Arnaud Viala, président du Département de l’Aveyron, est porteur d’un projet expérimental pour la prise en charge des personnes âgées. MIDI LIBRE – F.MAYET
INFO MIDI LIBRE: the president of the Aveyron Department who “doesn't think it's very honest to use the finance bill as a pretext to announce drastic cuts” is aiming for an experimental plan, supported by the ARS, for the care of seniors.
Are you worried about the financial uncertainties linked to the national political situation ?
I am concerned, worried, by the political, economic and social situation. I think that today France is in a bit of a doldrums. The country needs to find stability, serenity. Budgetarily, the outgoing government had drawn up a finance law that aimed to stop the increase in the deficit, in the debt. Local authorities were called upon to contribute. I said, from the outset, that I found Bruno Lemaire's expression quite unfair when he said, basically, that local public actors were responsible for the country's budgetary situation. It is really a bad trial, a false statement.
On the other hand, everyone must roll up their sleeves. The Department, through me, said that, whatever happens, it would honour its commitments. This with two red lines for our 2025 budget: not reducing spending on solidarity missions and preserving our level of investment so as not to suffocate the local economy. We debated this on Friday, December 13.

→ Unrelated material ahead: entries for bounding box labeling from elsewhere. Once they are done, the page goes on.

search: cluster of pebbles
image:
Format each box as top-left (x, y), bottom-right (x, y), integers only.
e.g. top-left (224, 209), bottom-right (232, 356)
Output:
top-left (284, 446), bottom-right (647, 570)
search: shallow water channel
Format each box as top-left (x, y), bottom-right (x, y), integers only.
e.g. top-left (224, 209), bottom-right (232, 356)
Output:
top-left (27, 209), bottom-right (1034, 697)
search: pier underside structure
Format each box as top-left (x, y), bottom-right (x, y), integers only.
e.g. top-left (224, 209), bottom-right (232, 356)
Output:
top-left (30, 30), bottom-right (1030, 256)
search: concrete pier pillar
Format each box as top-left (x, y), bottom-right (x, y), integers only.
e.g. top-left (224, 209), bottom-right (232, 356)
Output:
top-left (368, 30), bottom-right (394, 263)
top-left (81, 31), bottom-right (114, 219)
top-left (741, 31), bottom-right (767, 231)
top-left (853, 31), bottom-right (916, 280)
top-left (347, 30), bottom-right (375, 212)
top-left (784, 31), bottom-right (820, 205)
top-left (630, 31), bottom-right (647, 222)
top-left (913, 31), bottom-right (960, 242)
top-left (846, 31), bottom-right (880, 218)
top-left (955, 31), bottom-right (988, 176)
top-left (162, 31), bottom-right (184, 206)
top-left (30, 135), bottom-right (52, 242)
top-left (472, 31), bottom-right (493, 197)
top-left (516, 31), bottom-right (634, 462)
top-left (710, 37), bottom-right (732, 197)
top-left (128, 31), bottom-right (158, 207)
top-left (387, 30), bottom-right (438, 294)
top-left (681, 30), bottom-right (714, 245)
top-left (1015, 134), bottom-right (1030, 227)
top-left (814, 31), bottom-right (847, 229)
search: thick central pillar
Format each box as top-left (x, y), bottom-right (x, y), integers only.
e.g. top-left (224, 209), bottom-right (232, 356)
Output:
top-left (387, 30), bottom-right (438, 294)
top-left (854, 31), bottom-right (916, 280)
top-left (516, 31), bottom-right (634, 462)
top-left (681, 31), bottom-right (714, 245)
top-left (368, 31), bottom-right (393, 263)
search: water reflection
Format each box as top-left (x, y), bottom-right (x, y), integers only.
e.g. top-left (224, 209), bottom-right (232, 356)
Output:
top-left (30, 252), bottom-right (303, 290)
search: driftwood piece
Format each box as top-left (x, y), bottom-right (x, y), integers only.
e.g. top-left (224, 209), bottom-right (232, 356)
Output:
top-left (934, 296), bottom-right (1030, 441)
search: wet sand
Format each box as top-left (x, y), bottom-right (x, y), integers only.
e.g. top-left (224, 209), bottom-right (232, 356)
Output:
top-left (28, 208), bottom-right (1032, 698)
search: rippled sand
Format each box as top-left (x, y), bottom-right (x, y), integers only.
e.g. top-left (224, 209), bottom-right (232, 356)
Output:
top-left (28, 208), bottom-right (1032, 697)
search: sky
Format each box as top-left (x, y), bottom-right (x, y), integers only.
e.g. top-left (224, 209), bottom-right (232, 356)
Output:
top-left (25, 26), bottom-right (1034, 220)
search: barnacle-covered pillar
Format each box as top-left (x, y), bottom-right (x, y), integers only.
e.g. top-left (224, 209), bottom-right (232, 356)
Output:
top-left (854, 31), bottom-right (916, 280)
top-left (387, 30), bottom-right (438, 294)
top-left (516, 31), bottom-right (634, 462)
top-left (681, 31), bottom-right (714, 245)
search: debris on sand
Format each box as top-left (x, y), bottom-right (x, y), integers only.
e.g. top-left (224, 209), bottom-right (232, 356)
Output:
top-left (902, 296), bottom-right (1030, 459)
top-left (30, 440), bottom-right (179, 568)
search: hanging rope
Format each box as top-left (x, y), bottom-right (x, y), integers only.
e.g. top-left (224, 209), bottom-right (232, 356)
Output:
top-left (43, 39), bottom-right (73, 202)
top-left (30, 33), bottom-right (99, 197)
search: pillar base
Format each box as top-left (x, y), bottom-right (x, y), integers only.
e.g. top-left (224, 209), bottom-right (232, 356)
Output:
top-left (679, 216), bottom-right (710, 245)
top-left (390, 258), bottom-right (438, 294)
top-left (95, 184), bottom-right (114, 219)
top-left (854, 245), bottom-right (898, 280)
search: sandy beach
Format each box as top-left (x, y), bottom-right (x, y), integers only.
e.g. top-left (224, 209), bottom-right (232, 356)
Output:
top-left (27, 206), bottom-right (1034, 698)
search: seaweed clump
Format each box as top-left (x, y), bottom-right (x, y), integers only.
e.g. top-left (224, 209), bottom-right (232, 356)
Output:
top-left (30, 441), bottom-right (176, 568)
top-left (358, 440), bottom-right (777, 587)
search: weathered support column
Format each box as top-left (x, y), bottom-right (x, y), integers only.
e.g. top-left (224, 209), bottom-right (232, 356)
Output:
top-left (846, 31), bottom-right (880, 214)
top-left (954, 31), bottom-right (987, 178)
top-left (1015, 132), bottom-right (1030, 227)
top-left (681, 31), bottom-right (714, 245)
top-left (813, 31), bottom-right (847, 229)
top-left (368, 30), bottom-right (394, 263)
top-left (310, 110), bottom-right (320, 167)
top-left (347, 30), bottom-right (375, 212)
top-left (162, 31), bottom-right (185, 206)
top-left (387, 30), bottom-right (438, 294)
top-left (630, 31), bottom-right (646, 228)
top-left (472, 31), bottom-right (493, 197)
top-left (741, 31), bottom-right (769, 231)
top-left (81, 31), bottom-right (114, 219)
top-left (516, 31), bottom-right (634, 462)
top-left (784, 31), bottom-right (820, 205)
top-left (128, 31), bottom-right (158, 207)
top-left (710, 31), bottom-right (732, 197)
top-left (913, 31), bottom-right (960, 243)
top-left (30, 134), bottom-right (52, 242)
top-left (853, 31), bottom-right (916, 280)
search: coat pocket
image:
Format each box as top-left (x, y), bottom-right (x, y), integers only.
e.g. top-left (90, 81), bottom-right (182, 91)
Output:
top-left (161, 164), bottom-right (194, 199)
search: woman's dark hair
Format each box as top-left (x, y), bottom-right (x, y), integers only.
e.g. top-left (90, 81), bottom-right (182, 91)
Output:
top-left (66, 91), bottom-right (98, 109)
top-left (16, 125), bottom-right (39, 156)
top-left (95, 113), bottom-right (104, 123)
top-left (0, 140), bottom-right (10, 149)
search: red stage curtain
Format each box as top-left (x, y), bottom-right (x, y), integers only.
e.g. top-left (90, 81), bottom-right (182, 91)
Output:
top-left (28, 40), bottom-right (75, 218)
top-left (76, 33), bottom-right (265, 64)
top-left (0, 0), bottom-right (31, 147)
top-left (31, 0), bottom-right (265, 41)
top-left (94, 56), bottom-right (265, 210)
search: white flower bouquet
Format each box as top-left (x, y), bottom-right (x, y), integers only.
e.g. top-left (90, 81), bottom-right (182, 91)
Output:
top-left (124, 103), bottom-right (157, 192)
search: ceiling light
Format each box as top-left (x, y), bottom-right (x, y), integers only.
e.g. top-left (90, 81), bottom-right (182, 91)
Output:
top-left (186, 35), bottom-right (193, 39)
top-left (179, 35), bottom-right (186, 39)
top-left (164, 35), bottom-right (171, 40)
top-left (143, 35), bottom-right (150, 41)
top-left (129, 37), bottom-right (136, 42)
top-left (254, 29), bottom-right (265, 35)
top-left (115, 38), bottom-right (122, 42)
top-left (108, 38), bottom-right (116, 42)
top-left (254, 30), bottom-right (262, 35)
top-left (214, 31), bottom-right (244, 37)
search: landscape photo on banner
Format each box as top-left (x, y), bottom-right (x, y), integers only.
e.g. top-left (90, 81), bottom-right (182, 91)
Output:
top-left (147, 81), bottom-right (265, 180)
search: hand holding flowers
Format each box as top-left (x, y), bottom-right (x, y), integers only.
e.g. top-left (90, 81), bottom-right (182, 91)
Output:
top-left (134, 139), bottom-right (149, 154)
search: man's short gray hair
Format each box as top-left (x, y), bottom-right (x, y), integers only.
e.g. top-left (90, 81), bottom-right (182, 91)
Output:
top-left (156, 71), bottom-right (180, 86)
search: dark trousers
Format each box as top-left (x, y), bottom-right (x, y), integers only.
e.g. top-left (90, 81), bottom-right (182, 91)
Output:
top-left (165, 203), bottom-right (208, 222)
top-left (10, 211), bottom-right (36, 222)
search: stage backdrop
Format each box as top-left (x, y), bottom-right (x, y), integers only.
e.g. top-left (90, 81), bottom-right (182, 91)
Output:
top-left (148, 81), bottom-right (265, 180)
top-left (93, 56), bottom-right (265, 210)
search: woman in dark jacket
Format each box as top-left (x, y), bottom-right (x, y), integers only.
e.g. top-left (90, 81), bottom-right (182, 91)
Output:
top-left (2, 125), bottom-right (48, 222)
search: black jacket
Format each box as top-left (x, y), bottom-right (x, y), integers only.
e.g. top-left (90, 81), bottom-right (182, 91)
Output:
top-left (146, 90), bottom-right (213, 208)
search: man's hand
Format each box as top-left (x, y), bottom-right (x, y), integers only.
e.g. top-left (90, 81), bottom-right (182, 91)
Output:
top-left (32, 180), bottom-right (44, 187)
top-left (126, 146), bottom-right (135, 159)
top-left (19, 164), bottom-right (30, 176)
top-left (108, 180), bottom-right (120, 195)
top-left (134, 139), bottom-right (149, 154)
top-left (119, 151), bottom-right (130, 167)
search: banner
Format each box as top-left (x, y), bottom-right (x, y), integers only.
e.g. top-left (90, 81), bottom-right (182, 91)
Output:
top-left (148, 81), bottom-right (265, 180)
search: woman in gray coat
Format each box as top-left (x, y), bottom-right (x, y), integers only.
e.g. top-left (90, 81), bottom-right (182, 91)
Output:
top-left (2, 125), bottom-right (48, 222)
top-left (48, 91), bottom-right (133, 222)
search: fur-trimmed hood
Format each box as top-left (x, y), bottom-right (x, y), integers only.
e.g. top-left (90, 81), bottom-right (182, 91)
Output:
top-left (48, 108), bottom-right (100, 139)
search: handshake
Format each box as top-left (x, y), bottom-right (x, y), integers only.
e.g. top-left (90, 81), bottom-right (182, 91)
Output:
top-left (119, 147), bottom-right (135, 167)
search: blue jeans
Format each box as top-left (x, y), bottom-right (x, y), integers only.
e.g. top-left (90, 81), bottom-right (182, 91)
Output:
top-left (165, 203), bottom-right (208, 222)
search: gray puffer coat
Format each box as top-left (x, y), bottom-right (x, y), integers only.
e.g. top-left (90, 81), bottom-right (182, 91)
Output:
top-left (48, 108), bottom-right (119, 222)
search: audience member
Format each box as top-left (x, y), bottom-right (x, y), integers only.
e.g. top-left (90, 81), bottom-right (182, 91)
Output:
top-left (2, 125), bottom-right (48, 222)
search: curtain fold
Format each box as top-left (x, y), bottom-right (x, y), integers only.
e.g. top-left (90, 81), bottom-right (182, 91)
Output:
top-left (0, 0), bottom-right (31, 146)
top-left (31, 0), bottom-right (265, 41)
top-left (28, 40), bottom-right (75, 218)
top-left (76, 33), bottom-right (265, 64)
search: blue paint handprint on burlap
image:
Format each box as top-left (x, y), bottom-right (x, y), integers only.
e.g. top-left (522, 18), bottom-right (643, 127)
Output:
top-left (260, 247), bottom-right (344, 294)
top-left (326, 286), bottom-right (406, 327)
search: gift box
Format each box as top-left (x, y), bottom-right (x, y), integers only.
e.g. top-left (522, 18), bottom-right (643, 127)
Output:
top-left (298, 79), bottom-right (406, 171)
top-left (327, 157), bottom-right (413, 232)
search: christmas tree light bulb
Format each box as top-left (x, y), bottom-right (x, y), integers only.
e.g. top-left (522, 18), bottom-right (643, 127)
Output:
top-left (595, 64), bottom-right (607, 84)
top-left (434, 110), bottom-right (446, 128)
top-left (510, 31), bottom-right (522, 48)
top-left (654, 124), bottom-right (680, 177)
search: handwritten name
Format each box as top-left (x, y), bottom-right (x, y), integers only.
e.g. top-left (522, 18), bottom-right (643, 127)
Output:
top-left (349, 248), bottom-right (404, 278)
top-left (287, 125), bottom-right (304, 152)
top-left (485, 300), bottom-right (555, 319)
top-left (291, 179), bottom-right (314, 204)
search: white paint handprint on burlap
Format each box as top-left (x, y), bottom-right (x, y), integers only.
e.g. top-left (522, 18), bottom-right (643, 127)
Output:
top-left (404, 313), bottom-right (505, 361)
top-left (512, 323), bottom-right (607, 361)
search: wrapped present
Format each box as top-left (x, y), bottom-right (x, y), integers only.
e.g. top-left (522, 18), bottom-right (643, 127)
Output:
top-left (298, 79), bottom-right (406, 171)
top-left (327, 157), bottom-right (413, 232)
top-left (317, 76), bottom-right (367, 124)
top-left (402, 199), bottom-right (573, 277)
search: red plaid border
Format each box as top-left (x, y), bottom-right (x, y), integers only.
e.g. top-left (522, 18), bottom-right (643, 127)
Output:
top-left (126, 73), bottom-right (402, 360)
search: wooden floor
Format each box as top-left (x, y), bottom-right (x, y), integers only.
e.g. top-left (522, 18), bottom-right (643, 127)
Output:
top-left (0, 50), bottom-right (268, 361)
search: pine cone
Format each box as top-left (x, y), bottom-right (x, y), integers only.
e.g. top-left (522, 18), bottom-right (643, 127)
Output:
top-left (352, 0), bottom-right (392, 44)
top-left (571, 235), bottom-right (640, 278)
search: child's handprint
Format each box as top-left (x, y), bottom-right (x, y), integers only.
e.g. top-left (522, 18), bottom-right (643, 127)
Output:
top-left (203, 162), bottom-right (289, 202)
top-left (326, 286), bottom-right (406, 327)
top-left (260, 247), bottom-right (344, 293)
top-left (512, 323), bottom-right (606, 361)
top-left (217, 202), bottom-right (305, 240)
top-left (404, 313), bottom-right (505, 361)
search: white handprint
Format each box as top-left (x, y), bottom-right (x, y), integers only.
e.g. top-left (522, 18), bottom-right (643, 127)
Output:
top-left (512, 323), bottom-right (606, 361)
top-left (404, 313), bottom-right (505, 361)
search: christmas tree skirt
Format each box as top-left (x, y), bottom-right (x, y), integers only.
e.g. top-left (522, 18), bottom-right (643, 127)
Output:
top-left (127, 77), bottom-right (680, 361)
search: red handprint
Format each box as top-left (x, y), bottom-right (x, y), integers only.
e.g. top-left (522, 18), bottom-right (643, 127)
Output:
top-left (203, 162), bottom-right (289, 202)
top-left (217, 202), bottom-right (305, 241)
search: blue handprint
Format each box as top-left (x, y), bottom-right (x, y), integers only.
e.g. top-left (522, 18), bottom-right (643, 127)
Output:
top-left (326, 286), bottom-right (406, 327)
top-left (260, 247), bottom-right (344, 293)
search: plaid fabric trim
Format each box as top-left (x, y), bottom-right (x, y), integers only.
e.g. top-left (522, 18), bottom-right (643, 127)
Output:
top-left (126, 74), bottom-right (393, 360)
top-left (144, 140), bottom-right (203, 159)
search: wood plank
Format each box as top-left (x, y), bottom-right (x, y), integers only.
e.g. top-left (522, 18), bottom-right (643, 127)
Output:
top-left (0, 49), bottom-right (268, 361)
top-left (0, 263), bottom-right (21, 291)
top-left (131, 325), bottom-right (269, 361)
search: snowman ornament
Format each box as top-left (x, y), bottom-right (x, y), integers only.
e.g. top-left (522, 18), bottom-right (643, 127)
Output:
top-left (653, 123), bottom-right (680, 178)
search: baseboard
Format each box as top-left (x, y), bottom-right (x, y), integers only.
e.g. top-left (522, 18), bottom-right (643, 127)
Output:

So you are relatively confident?
I do not want to join the chorus of local executive presidents who hold the State responsible for everything. In Aveyron, we wanted, and my predecessors before me, to ensure that the Department had multi-year, prudential, and very ambitious management. We want to continue these efforts. I do not think it is very honest to use the draft finance bill as a pretext to announce drastic cuts.
Concerning, precisely, the Department's financial margins, is the share devoted to nursing homes protected? ?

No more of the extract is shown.